Eén op de twintig thuiswonende ouderen heeft ooit te maken gehad met ouderenmishandeling en één op de vijftig ouderen wordt jaarlijks slachtoffer van ouderenmishandeling. Dat blijkt uit dit prevalentieonderzoek naar ouderenmishandeling, uitgevoerd door Regioplan in opdracht van het WODC en op verzoek van het ministerie van VWS.

L. Bakker, B. Witkamp, M. Timmermans, Aard en omvang ouderenmishandeling (juni 2018) Regioplan, Avans Hogeschool, Leyden Academy on Vitality and Ageing, in opdracht van het WODC.

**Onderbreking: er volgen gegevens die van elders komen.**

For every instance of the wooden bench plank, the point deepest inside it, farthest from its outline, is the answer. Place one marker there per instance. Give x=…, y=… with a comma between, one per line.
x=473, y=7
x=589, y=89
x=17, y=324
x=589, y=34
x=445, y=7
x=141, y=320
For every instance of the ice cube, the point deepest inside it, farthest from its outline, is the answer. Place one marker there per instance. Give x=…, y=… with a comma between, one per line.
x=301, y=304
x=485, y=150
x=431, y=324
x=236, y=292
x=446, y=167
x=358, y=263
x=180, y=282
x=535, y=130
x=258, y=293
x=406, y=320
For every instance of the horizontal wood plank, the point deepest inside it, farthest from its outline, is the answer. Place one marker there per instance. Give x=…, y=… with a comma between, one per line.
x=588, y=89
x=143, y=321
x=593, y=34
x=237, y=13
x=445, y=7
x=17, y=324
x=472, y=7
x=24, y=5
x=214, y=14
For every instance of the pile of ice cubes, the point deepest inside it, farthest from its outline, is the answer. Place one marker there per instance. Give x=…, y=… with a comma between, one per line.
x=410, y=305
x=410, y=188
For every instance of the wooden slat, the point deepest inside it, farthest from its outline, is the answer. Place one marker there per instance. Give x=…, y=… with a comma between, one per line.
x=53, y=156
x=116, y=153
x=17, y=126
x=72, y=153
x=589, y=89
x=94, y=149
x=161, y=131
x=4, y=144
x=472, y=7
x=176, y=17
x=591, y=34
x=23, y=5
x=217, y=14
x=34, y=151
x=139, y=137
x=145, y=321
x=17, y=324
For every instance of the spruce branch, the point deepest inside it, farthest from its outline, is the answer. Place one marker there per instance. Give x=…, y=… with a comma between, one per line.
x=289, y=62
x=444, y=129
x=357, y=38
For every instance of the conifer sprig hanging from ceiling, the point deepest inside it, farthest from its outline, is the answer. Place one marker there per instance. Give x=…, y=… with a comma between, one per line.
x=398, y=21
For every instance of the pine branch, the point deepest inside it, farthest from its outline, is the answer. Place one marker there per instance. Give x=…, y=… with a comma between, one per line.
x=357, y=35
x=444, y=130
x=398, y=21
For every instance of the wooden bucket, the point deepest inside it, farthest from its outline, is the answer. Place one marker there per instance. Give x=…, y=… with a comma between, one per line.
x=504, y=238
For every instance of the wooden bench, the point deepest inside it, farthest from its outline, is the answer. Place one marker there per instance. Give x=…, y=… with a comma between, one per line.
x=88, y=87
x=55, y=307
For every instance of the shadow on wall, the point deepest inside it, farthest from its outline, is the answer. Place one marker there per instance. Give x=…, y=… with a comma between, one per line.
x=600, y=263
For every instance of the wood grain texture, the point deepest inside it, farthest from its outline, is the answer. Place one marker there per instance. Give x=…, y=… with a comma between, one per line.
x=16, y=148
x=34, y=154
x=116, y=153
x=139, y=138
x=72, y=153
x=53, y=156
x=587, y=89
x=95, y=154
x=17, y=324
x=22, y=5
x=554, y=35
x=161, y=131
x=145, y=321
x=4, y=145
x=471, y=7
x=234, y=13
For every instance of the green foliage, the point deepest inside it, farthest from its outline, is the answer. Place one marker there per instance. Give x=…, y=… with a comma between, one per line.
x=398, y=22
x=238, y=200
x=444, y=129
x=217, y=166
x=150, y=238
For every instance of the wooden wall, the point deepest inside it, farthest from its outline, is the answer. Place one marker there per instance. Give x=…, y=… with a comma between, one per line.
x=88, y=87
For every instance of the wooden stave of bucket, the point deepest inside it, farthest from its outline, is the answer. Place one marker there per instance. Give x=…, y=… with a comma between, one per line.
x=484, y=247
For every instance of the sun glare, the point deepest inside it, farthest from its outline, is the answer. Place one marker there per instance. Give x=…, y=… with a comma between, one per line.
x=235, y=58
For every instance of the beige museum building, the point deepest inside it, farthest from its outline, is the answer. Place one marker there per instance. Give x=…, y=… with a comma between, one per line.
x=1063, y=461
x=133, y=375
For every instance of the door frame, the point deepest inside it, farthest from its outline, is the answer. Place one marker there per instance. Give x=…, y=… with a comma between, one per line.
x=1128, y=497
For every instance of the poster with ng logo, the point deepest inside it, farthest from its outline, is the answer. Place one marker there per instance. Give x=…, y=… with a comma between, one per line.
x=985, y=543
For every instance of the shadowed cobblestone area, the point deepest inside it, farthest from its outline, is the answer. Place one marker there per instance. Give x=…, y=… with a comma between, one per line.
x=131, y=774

Het onderzoek vond plaats in drie gemeenten van verschillende omvang (Rotterdam, Tilburg en Boxtel). Het gaat om mishandeling van thuiswonende ouderen en niet om mishandeling in een verpleeghuis. De onderzoekers maakten onderscheid tussen vijf verschillende vormen van ouderenmishandeling: psychische mishandeling, schending van rechten, fysieke mishandeling, financiële benadeling en seksuele mishandeling.

Onderzoeksmethoden

Om een zo goed mogelijk beeld te kunnen schetsen van de prevalentie is een combinatie van verschillende onderzoeksmethoden toegepast, namelijk:

  • Een groot aantal face-to-face interviews met een representatieve groep van 65-plussers.
  • Een informantenstudie waarbij signalen van ouderenmishandeling door diverse beroepsgroepen werden geregistreerd.
  • Registraties van Veilig Thuis als aanvullende bron.
  • Een literatuurstudie als referentiekader voor de interpretatie van de onderzoeksresultaten.

Perspectieven

De bevindingen van het onderzoek bieden enkele aandachtspunten of perspectieven voor de praktijk:

  • Ouderenmishandeling kan gesignaleerd worden door professionals, mits zij voldoende aandacht voor en kennis van het thema hebben.
  • Ouderen en hun sociale netwerk zijn en blijven een belangrijke doelgroep voor voorlichting.
  • Preventie en interventie zijn gebaat bij inzet op het hele systeem waar een oudere in leeft.